9. Tens dinamizado a vida académica organizando ciclos ou mobilizando alunos para tudo o que é ciclo de cinema de autor. É uma nova maneira de instituir a praxe académica, do género: “Fodam-se vocês todos que a mim já ninguém me fode mais?” [citação de As Bodas de Deus (1999) de João César Monteiro].
Não sinto que mobilize ninguém, porque o movimento dos alunos já lá está – há uma força vital que já vem com um balanço que é impossível não ver, quando muito pode ignorar-se. Só é preciso prestar atenção às particularidades desse movimento – depois, desobstruir o caminho. Nesse sentido, uma faculdade sem contacto com o exterior ou sem cinema permanentemente a funcionar é como uma casa sem correntes de ar. No fundo, o que eu tenho feito é abrir portas para deixar o ar circular.
Mas ocorre-me outra coisa. Como já referi, tenho dois filhos pequeninos. Tenho também um cão para passear. Isso significa que, nos meses mais chuvosos, passo algum tempo nocturno em lavandarias self-service, que são uma espécie de templo urbano muito particular e que, em certa medida, fazem lembrar pequenas salas de cinema, principalmente se nos deixarmos maravilhar com o efeito stanley brakhagiano das máquinas que nos permitem ver a roupa a dançar no interior. No contexto de decadência actual das grandes cidades, tenho pensado que o crescimento exponencial destas lavandarias corresponde ao desaparecimento das salas de cinema de bairro, quase como se fossem a forma mais próxima que o inconsciente colectivo encontrou para continuar a proporcionar experiências da solidão essencial que é ver imagens numa sala pública em condições mínimas. Nessas lavandarias, há sempre uma personagem meio enigmática [espécie de keymaker do The Matrix Reloaded (2003)] que, volta e meia, sai de uma porta que nem sabíamos poder abrir-se, e que percebemos ser o responsável pela manutenção das máquinas e do espaço. Isto para dizer que, mais do que ciclos de cinema, o que eu tenho procurado fazer na faculdade, à semelhança desse funcionário fugidio, é garantir que os ecrãs estão a funcionar – e quem quiser que apareça. Como costumo dizer, se aparecer uma pessoa, já é uma vitória; se aparecerem duas, é uma celebração. Do quê? De algo bastante oposto ao que se celebra ruidosamente nas praxes de acordo com uma lógica hierarquizada: diante das imagens, diante do tempo, no silêncio das salas de cinema, somos iguais.

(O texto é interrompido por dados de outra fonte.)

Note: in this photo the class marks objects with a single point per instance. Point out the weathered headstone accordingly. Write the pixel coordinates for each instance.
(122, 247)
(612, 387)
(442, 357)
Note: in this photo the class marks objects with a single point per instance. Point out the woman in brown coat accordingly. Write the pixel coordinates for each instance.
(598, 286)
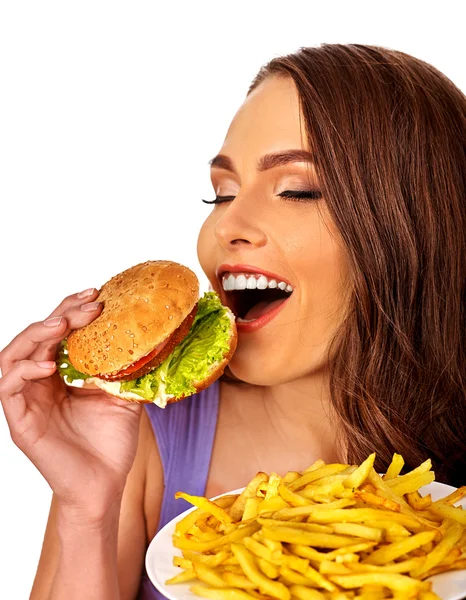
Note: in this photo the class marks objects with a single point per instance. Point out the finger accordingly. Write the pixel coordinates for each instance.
(24, 344)
(83, 297)
(12, 385)
(39, 341)
(76, 316)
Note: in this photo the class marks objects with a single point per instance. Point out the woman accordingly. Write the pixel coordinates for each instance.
(343, 175)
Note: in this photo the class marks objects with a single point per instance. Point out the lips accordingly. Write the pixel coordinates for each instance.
(224, 268)
(253, 309)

10. Por fim, gostava que comentasses esta frase: “O único preço da tua liberdade é a responsabilidade que tens por escolheres usá-la.” E mais esta: “Desequilibrar para reequilibrar.” Uma delas é proveniente do teu livro de cabeceira favorito, Notas sobre o Cinematógrafo, de Robert Bresson, a outra é de Gustavo Santos. Relaciona-as, tentando citar na resposta o nome de António Guerreiro e usando a palavra “acme”.
Acho que se percebeu que fui ficando cansado ao longo do questionário. Esta última pergunta foi uma espécie de golpe no fígado à entrada do décimo round. Não sei se me consigo levantar desta…
Revelo a minha fraqueza enquanto o árbitro contava até 8 à espera que me levantasse: meti as palavras e nomes que me deste no badalado Chatgpt para ver no que dava e só recebi de troco um “Sorry I can’t complete the request”. Em cima do ringue, por vezes a coisa dói mesmo – é nesses momentos que percebemos que estamos sozinhos e que não há tecnologia que nos salve. Tendo em conta que os estabelecimentos de ensino e todas as chamadas “indústrias criativas” vão passar por um mau bocado ao lidar com novas dores de crescimento, a complexidade desta última pergunta só abona a vosso favor: é sinal de que, mesmo que o mundo académico colapse, mesmo que as salas de cinema desapareçam, mesmo que o algoritmo do gosto vença o pensamento, por aqui se encontrará sempre um espaço de combate pelo cinema à altura dos mais resistentes.